Aber es gibt eine weitere Art Freiraum, die leider zu selten erwähnt wird und das ist die betriebliche Selbstverwaltung. Als FAU setzen wir uns für selbstverwaltete Arbeitsplätze und Kollektivbetriebe ein. Egal ob Teilzeit, Vollzeit, oder Schwarzarbeit, ja auch Ausbildungen nehmen den größten Teil ein in unserem Leben. Da kann man doch in einer “Demokratie” auch erwarten Mitspracherecht bei den Vorgängen zu haben, die unser Dasein so sehr beeinflussen. Leider ist es aber so, dass wir in der Schule, im Studium, in der Ausbildung und im Beruf oftmals nur Unbeteiligte sind, die bevormundet werden und tun sollen, was ihnen gesagt wird. Sicherlich gibt es repräsentative Wahlen, es gibt Schülerinnenvertretungen und ASTEN sollen die Interessen der Studierenden umsetzen. Dies geschieht allerdings auch nur unter den derzeitigen Voraussetzungen und wird sich immer im Rahmen des Reformismus bewegen, das Beispiel des ASTAS der Universität Potsdam zeigt, dass eine solche Institution auch sehr schnell gekapert und für eigene Machtansprüche ausgenutzt werden können und dann werden auch mal eben mehr als 10 Menschen fristlos gekündigt. Hätte es einen Personalrat gegeben, wäre niemand so leicht gekündigt worden. Ach nee, es gab ja einen Personalrat, der kurz vorher aufgelöst wurde. Aber dann gibt es ja noch den Personalrat der Universität Potsdam, wobei der natürlich auch nie in Kenntnis gesetzt wurde. Wir erleben es immer wieder, dass scheinbar coole und lockere Betriebe, oder Arbeitgeberinnen mit einem linken Image, sich wie ausbeuterische Kapitalistinnen verhalten.

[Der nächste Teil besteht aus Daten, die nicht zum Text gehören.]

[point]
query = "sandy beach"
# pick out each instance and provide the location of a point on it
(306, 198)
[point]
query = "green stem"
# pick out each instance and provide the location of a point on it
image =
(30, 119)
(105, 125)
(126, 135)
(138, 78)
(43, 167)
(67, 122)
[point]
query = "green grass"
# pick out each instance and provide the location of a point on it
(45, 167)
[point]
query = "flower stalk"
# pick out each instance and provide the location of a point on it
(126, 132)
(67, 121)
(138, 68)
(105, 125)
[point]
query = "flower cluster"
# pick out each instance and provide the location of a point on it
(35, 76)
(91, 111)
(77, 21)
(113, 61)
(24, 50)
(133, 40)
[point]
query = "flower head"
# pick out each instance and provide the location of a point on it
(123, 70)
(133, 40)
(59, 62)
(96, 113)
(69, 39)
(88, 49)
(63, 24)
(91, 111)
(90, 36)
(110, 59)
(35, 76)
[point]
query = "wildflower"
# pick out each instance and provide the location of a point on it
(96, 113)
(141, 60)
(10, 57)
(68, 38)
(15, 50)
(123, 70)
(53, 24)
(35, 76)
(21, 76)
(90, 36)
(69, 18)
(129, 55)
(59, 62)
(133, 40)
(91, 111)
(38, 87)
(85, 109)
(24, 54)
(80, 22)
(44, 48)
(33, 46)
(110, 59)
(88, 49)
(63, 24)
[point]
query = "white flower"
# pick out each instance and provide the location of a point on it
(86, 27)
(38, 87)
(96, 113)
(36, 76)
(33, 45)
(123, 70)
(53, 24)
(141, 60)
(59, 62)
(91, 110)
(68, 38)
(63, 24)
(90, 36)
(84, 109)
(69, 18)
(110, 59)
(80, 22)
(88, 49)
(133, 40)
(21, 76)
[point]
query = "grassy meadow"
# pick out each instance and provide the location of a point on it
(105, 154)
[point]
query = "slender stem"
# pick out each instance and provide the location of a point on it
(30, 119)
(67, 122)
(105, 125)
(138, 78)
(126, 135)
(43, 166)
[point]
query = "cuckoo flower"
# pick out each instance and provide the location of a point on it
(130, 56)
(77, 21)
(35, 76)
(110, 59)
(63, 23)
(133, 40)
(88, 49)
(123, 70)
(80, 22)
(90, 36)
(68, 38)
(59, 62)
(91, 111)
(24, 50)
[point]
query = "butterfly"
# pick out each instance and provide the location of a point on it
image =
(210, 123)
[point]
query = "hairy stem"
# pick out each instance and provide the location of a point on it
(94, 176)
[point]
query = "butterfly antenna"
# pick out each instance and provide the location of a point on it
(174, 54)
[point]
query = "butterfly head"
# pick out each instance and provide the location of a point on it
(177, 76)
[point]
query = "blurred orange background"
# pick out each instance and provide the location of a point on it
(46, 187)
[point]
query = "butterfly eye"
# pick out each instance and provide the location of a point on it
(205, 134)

In erster Linie gilt es also, genau diese Machtgefälle abzubauen, Betriebe zu kollektivieren und dass die Arbeitenden ihr Mitbestimmungsrecht einfordern. Zudem zeigt sich der praktische Nutzen von gewerkschaftlicher Organisierung am Arbeitsplatz dadurch, dass sie rechtes Gedankengut zurückdrängt. Wie aus der Studie “Arbeitswelt und Demokratie in Ostdeutschland” herausgeht, steigt der kollektive Wille für Verbesserung, während menschenfeindliche und ausgrenzende Ansichten sinken, wenn positive Erfahrungen durch betriebliche Mitbestimmung gewährleistet werden. Der Rechtsruck lässt sich also auch erklären durch das Gefühl abgehängt, oder nur ein Rädchen im System zu sein. Umso erschreckender, dass Befragungen nach den jüngsten Landtagswahlen ergeben haben, dass die Hälfte der AFD-Wählerinnen aus der Arbeiterinnenklasse zu stammen scheint. Immerhin scheint die extrem Rechte noch nicht in Betriebsräten und Gewerkschaften ganz Fuß gefasst zu haben, doch auch dort gibt es schleichende Entwicklungen und wie lange wollen wir warten, bis der Einfluss völkisch-nationaler Politik auch dort die dominante Stimme wird? Wir haben es in der Hand uns zu organisieren, uns einzubringen und für eine positive Veränderung zu kämpfen. Der Anarcho-Syndikalismus ermöglicht es uns, mithilfe direkter Aktionen für uns und unsere Genossinnen einzustehen und sich gegen kapitalistische Willkür und rechter Autorität zu wehren. Gemeinsam erwirken wir Mitbestimmung, Selbstverwaltung und die befreite Gesellschaft.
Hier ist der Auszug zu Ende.